Of course, recovering from a C-spine injury needs to happen at its own pace and in the context of the person. In my case, I was very fit and active at the time. Life was moving fast - we were preparing for a wedding, I was commuting to Johannesburg for work almost every week, I was building a bank from scratch, I was doing bike tours each weekend and we were trying to spend time with our friends across Europe. It was busy. You could argue it was too much.

I have gone from that pace of life to sleeping 8-10 hours each night, a coffee walk to The Elgin, napping during the day, reading (Calypso and Harry Potter!), watching Netflix (Fauda has been great!) and enjoying the companionship of visitors (thank you for taking the time out to visit!). That is a full day for me, now. One I get to enjoy for the time being.

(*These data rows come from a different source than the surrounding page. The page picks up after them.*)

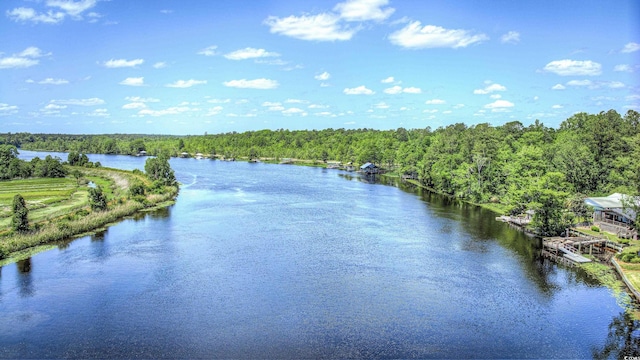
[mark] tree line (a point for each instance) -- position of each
(515, 166)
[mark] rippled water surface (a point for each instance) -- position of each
(275, 261)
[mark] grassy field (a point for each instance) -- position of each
(46, 198)
(59, 208)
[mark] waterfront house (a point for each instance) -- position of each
(369, 168)
(614, 214)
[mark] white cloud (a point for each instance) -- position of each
(415, 36)
(574, 67)
(175, 110)
(123, 63)
(580, 83)
(512, 37)
(614, 84)
(489, 89)
(73, 8)
(32, 52)
(499, 104)
(133, 81)
(271, 103)
(186, 83)
(55, 107)
(363, 10)
(80, 102)
(382, 105)
(263, 84)
(13, 62)
(6, 109)
(141, 99)
(219, 101)
(321, 27)
(323, 77)
(623, 68)
(208, 51)
(27, 58)
(360, 90)
(631, 47)
(393, 90)
(412, 90)
(134, 105)
(52, 81)
(399, 89)
(29, 14)
(249, 53)
(294, 111)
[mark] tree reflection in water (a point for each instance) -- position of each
(623, 340)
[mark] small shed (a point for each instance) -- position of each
(369, 168)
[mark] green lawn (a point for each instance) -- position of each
(46, 198)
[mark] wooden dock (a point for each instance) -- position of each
(570, 250)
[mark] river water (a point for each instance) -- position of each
(279, 261)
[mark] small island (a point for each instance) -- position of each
(46, 201)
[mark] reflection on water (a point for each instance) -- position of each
(268, 261)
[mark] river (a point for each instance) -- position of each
(281, 261)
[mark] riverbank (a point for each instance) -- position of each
(66, 222)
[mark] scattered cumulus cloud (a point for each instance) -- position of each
(27, 58)
(512, 37)
(56, 11)
(262, 84)
(250, 53)
(120, 63)
(360, 90)
(323, 77)
(209, 51)
(51, 81)
(574, 67)
(321, 27)
(364, 10)
(139, 81)
(399, 89)
(631, 47)
(6, 109)
(623, 68)
(186, 83)
(499, 105)
(490, 89)
(141, 99)
(416, 36)
(80, 102)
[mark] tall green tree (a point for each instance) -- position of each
(158, 169)
(97, 199)
(20, 221)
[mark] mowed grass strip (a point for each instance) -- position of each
(46, 198)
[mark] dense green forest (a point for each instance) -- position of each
(514, 166)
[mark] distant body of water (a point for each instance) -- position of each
(276, 261)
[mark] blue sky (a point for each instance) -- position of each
(190, 67)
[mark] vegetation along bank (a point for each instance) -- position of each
(43, 201)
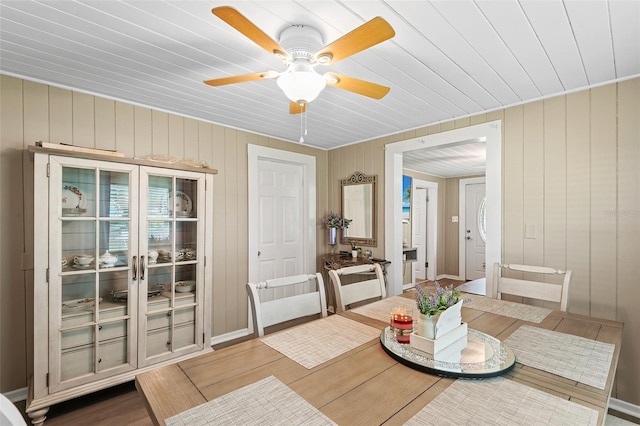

But even then it is too easy to spend 1-2 hours mindlessly scrolling Facebook, Instragram and the news for some little dopamine hit. Sometimes I crave a little more of a hit and sneak a look at my work emails, heaven forbid. We have tuned our brains for constant stimulation. I think that divides us into two groups - one that creates and one that consumes. I am sad that I feel I‘ve largely fallen on the ‚wrong‘ side of that. I say ‚wrong‘ because I aspire to be more of a creator using consumption as inspiration. Today I feel I consume far to much.

One activity I‘ve not mentioned so far is taking (long overdue) French lessons. As I write it occurs to me that language is of course the medium that facilitates the creation and consumption. Spoken language is one medium vs art or otherwise. I‘m very much enjoying studying the French language at the moment. Être ou ne pas être.

I think you have a choice whether to keep your self suitably busy when in recovery or not. That may need outside stimulus or training ahead of time. I see it important - just as important as the physical/physiological recovery is the mental/psychological recovery. I‘m testing whether creation is a better way to recover than consumption! So, I choose to be / être, at least for the moment.